According to the CDC, you can take the following steps to reduce your risk of getting sick:

  • Stay home if possible.
  • Wash your hands often.
  • Keep space between yourself and others (stay 6 feet away, which is about two arm lengths).
  • Keep away from people who are sick.
  • Stock up on supplies.
  • Clean and disinfect frequently touched services.
  • Avoid all cruise travel and non-essential air travel.
  • Call your healthcare professional if you have concerns about COVID-19 and your underlying condition or if you are sick.
  • Know how it spreads:
    • The best way to prevent illness is to avoid being exposed to this virus.
    • The virus is thought to spread mainly from person-to-person:
      • Between people who are in close contact with one another (within about 6 feet).
      • Through respiratory droplets produced when an infected person coughs, sneezes or talks.
      • These droplets can land in the mouths or noses of people who are nearby or possibly be inhaled into the lungs.
      • Some recent studies have suggested that COVID-19 may be spread by people who are not showing symptoms.

Coping With Stress

You may find this time of outbreak to be especially stressful. Fear and anxiety are common during times of uncertainty and may cause you to feel strong emotions.
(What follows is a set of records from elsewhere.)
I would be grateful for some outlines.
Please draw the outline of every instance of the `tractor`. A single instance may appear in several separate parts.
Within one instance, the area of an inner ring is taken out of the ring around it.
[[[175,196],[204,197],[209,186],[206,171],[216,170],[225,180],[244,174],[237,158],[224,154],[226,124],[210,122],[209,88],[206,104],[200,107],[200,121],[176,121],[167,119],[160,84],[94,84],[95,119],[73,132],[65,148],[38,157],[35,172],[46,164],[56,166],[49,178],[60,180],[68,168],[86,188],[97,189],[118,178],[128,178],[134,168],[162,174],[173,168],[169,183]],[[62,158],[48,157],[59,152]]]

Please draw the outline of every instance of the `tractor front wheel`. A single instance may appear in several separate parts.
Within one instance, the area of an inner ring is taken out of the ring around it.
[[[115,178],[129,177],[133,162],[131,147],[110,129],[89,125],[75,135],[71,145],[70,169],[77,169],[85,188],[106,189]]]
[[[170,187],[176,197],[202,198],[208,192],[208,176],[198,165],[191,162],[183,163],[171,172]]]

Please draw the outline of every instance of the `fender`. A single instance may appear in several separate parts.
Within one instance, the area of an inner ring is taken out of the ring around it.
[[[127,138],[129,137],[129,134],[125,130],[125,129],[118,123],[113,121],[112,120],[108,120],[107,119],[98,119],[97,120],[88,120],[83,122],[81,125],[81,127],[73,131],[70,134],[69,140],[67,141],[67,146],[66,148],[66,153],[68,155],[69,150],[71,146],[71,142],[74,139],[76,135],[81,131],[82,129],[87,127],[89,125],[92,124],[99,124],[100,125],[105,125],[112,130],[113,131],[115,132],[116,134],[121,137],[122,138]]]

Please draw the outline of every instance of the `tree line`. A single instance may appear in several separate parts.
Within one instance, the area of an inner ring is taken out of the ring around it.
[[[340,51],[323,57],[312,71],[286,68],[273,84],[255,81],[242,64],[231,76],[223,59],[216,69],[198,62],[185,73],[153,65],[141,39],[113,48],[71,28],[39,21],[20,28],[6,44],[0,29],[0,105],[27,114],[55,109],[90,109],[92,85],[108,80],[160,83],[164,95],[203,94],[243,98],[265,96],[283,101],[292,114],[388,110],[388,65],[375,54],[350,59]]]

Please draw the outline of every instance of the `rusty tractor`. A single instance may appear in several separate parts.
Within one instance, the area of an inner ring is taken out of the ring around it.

It’s important to find ways you can reduce stress and get your mind off of the pandemic when possible. Everyone copes in different ways. How you respond may depend on your background, any underlying conditions you may have, your risk, and the community in which you live.

It’s important to take care of your mental health during this time. Here are some tips from the CDC to help you cope with pandemic-related stress:

  • Take breaks from watching, reading, or listening to news stories, including social media. Hearing about the pandemic repeatedly can be upsetting.
  • Take care of your body.
    • Take deep breaths, stretch, or meditate
    • Try to eat healthy, well-balanced meals.
    • Exercise regularly, get plenty of sleep.
    • Avoid alcohol and drugs
  • Make time to unwind. Try to do some activities you enjoy.
  • Connect with others. Talk with people you trust about your concerns and how you are feeling.

If you or someone you know is feeling overwhelmed with emotions, such as sadness, depression, or anxiety, be sure to:

  • Call 911.
  • Call the Disaster Distress Helpline 1-800-985-5990, or text TalkWithUs to 66746.